3. The Error Landscape: Minima

The “Error Landscape” is a conceptual map of all possible errors based on different weight combinations.

  • Global Minimum: The absolute lowest point in the entire landscape—the perfect solution where the error is as small as it can possibly be.
  • Local Minimum: A “false bottom.” It’s a small valley that feels like the lowest point compared to the ground immediately around it, but it isn’t the best possible solution.
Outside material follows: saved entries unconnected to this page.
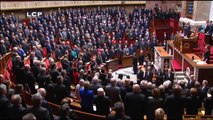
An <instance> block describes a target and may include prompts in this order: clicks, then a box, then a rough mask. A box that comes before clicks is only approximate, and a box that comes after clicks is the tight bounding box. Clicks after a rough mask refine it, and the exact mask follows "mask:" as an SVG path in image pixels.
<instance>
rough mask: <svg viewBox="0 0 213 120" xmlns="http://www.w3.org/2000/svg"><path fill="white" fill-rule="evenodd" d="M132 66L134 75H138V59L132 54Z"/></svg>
mask: <svg viewBox="0 0 213 120" xmlns="http://www.w3.org/2000/svg"><path fill="white" fill-rule="evenodd" d="M132 65H133V72H134V74H137V73H138V58H137V57H136V55H135V53H134V54H133V61H132Z"/></svg>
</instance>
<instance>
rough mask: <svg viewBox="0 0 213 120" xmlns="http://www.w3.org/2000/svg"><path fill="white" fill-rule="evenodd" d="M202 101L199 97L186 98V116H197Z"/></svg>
mask: <svg viewBox="0 0 213 120" xmlns="http://www.w3.org/2000/svg"><path fill="white" fill-rule="evenodd" d="M200 105H201V101H200V98H199V97H198V96H189V97H187V98H186V114H188V115H197V114H198V108H200V107H201V106H200Z"/></svg>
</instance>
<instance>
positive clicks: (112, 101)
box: [105, 78, 121, 106]
mask: <svg viewBox="0 0 213 120" xmlns="http://www.w3.org/2000/svg"><path fill="white" fill-rule="evenodd" d="M116 83H117V82H116V79H114V78H111V80H110V84H109V85H107V86H106V87H105V91H106V95H107V96H108V97H109V98H110V99H111V101H112V102H111V106H113V105H114V104H115V103H116V102H118V101H121V98H120V88H119V87H118V86H116Z"/></svg>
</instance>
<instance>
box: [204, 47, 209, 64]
mask: <svg viewBox="0 0 213 120" xmlns="http://www.w3.org/2000/svg"><path fill="white" fill-rule="evenodd" d="M205 48H206V51H205V53H204V55H203V56H204V59H203V60H204V61H205V62H206V63H207V64H209V60H210V45H209V44H207V45H206V46H205Z"/></svg>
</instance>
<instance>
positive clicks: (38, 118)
mask: <svg viewBox="0 0 213 120" xmlns="http://www.w3.org/2000/svg"><path fill="white" fill-rule="evenodd" d="M28 113H33V114H34V115H35V117H36V119H37V120H51V119H50V114H49V111H48V110H47V109H46V108H44V107H41V106H32V107H30V108H28V109H27V110H26V114H28Z"/></svg>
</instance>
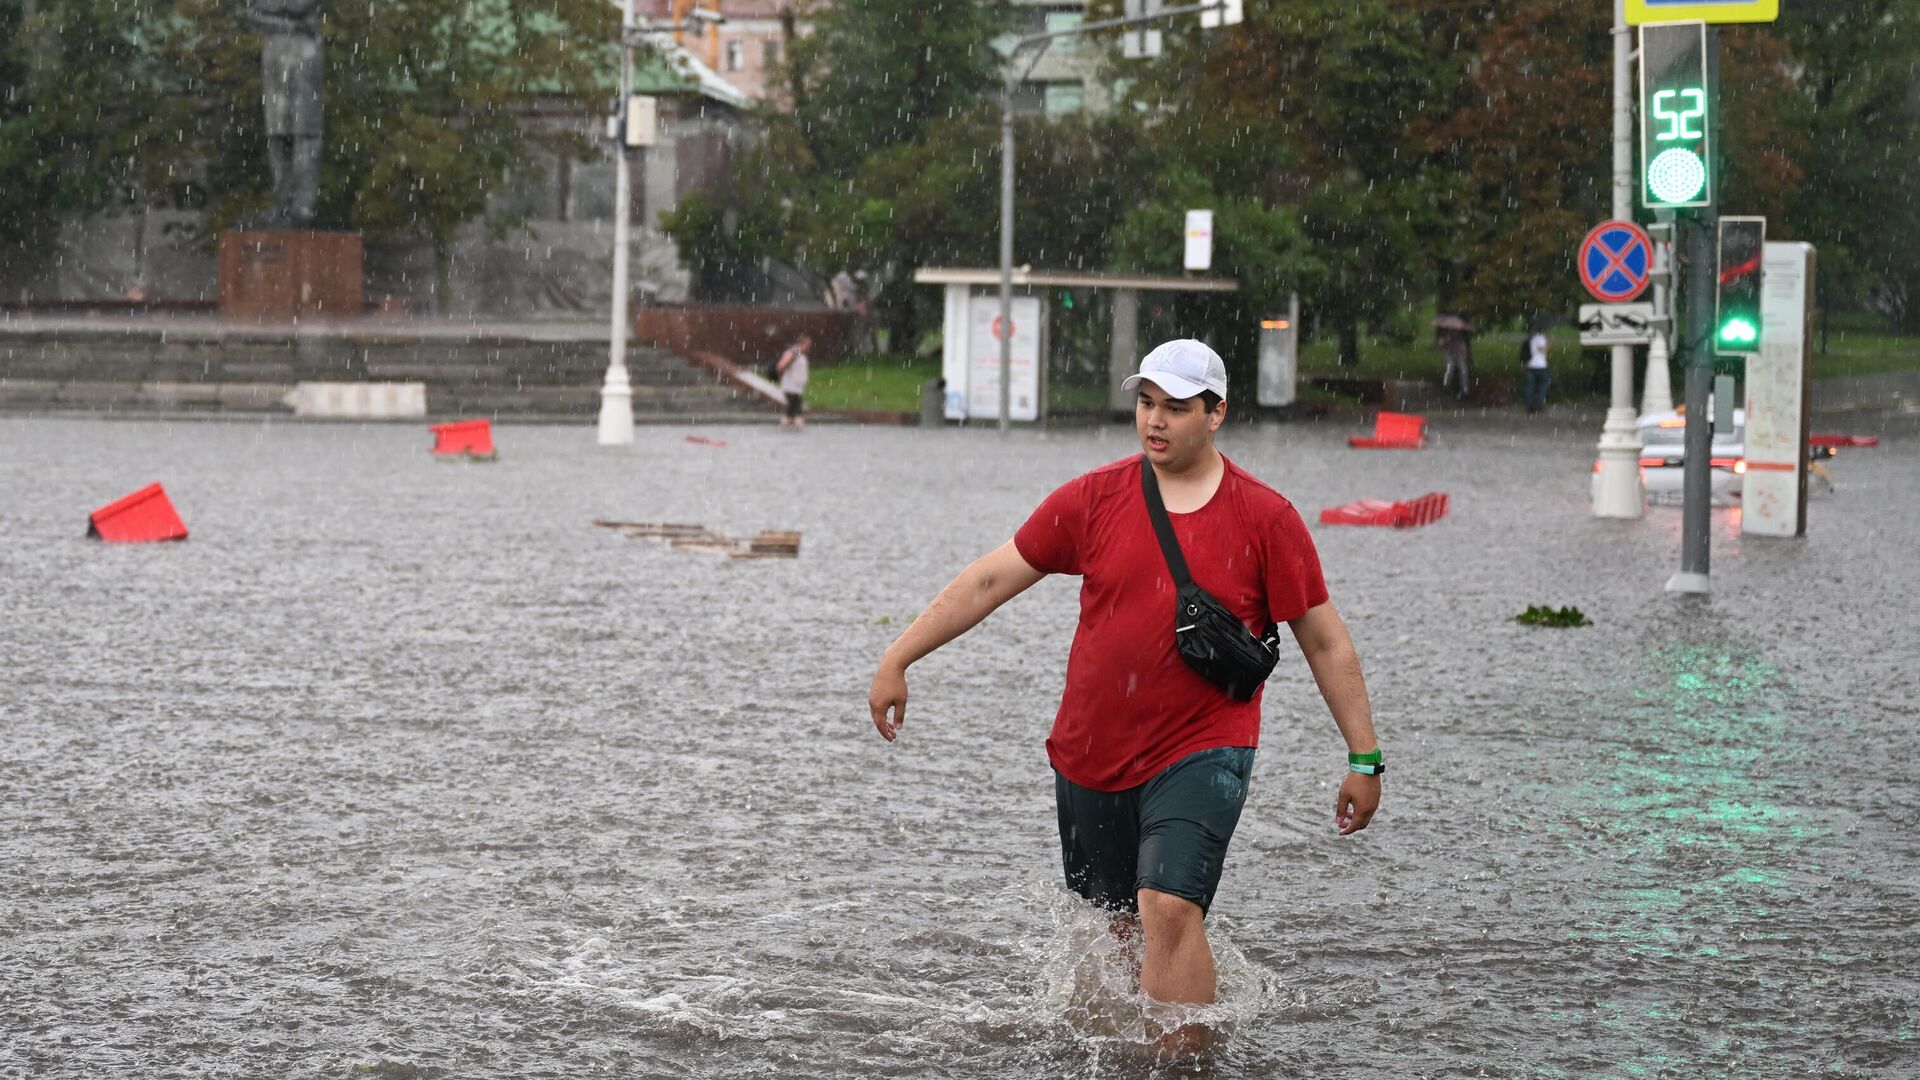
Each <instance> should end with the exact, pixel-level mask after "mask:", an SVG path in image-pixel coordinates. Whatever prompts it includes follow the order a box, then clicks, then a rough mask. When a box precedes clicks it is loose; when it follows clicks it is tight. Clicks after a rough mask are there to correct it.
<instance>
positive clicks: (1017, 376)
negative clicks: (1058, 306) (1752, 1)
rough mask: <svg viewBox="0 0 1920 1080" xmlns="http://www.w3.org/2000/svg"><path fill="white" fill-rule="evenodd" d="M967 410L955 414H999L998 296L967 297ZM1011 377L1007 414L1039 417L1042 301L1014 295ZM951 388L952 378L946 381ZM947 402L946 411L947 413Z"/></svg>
mask: <svg viewBox="0 0 1920 1080" xmlns="http://www.w3.org/2000/svg"><path fill="white" fill-rule="evenodd" d="M966 327H968V344H966V357H968V365H966V398H964V402H966V413H964V415H962V417H954V419H975V421H993V419H1000V336H998V331H1000V298H998V296H973V298H970V300H968V321H966ZM1012 367H1014V379H1012V388H1014V392H1012V398H1010V402H1008V413H1006V415H1008V419H1014V421H1037V419H1041V300H1039V298H1037V296H1016V298H1014V363H1012ZM947 386H948V390H952V388H954V386H952V377H948V380H947ZM952 413H954V411H952V407H948V411H947V415H948V417H952Z"/></svg>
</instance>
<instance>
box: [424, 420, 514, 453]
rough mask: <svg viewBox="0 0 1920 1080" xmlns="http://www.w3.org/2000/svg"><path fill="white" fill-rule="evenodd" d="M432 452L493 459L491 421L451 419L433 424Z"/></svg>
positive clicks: (432, 430) (493, 452)
mask: <svg viewBox="0 0 1920 1080" xmlns="http://www.w3.org/2000/svg"><path fill="white" fill-rule="evenodd" d="M432 432H434V454H436V455H440V457H461V455H467V457H472V459H476V461H493V459H495V457H499V454H495V452H493V421H451V423H444V425H434V427H432Z"/></svg>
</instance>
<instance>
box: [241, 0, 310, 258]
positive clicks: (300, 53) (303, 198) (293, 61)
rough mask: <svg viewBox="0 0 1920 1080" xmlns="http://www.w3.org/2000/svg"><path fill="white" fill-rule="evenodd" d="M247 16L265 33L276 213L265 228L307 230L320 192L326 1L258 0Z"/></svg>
mask: <svg viewBox="0 0 1920 1080" xmlns="http://www.w3.org/2000/svg"><path fill="white" fill-rule="evenodd" d="M248 13H250V15H252V19H253V23H257V25H259V27H261V29H263V31H265V35H263V40H261V50H259V61H261V75H263V79H261V100H263V104H265V106H267V161H269V165H271V167H273V209H269V211H267V217H265V221H261V225H267V227H271V229H288V227H292V229H305V227H309V225H313V208H315V202H319V194H321V111H323V94H321V83H323V77H324V60H323V52H321V0H253V6H252V8H250V10H248Z"/></svg>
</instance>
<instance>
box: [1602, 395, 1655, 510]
mask: <svg viewBox="0 0 1920 1080" xmlns="http://www.w3.org/2000/svg"><path fill="white" fill-rule="evenodd" d="M1640 452H1642V444H1640V432H1638V430H1636V427H1634V409H1630V407H1628V409H1607V427H1605V429H1603V430H1601V432H1599V479H1597V482H1596V484H1594V517H1626V519H1634V517H1642V515H1645V511H1647V492H1645V486H1644V484H1642V482H1640Z"/></svg>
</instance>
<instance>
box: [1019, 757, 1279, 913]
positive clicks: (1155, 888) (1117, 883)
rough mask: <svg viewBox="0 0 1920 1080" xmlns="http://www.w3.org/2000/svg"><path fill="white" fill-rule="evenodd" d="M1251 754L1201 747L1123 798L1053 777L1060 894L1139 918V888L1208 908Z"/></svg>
mask: <svg viewBox="0 0 1920 1080" xmlns="http://www.w3.org/2000/svg"><path fill="white" fill-rule="evenodd" d="M1252 776H1254V748H1250V746H1223V748H1217V749H1202V751H1200V753H1188V755H1187V757H1183V759H1179V761H1175V763H1173V765H1169V767H1165V769H1164V771H1162V773H1160V774H1156V776H1154V778H1152V780H1148V782H1144V784H1140V786H1139V788H1127V790H1125V792H1094V790H1092V788H1081V786H1079V784H1075V782H1073V780H1068V778H1066V776H1062V774H1060V773H1054V805H1056V807H1058V811H1060V859H1062V863H1064V865H1066V872H1068V888H1069V890H1073V892H1077V894H1081V896H1085V897H1087V899H1089V901H1092V903H1096V905H1100V907H1108V909H1114V911H1129V913H1137V911H1139V909H1140V907H1139V890H1142V888H1150V890H1156V892H1165V894H1173V896H1179V897H1187V899H1190V901H1194V903H1198V905H1200V911H1202V913H1204V911H1206V909H1210V907H1212V905H1213V890H1215V888H1219V871H1221V867H1223V863H1225V861H1227V842H1229V840H1233V828H1235V826H1236V824H1240V807H1242V805H1244V803H1246V784H1248V780H1250V778H1252Z"/></svg>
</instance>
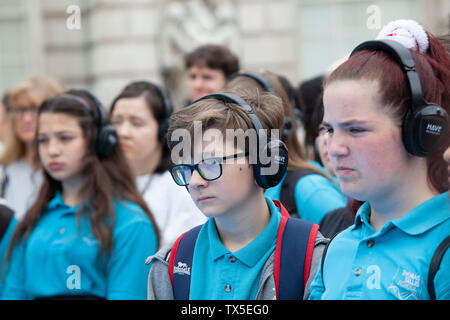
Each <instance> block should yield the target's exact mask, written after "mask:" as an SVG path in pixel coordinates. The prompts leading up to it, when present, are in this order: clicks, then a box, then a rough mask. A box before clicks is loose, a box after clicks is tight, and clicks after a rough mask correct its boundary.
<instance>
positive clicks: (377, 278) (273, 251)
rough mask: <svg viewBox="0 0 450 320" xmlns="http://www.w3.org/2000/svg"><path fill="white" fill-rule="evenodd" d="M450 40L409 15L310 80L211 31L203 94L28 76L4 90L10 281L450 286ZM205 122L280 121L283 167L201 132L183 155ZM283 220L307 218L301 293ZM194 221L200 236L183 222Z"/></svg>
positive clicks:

The network can sometimes get “stuck” here.
flowchart TD
    Start([Start at Random Weights]) --> Slope[Calculate Gradient: Which way is down?]
    Slope --> Step[Take Step: Adjust Weights]
    Step --> Check{Is it the bottom?}
    Check -- "No (Still sloping)" --> Slope
    Check -- "Yes (Flat ground)" --> End([Reached a Minimum])

    subgraph Concepts
        LM[Local Minimum: Stuck in a small valley]
        GM[Global Minimum: The best possible solution]
    end

4. Common Challenges

  • Vanishing Gradients: If the slope is too flat, the steps become so tiny that the network stops learning entirely before reaching the bottom.
  • Overshooting: If the steps (Learning Rate) are too large, the network might jump right over the bottom and land on the other side, potentially climbing even higher and becoming unstable.

Core Principles

Activation Function (Sigmoid)

To allow the network to learn complex, non-linear relationships, a “squashing” function is used to keep values between 0 and 1. $$ f(x) = \frac{1}{1 + e^{-x}} $$

Weight Initialization

To ensure the network starts learning effectively, weights are initialized using a scaling method that accounts for the number of incoming connections, preventing values from becoming too large or too small during the first few cycles.

Learning Rate

A small constant that controls how much the weights are adjusted in each step. A high rate learns fast but might overshoot the solution; a low rate is more stable but slower.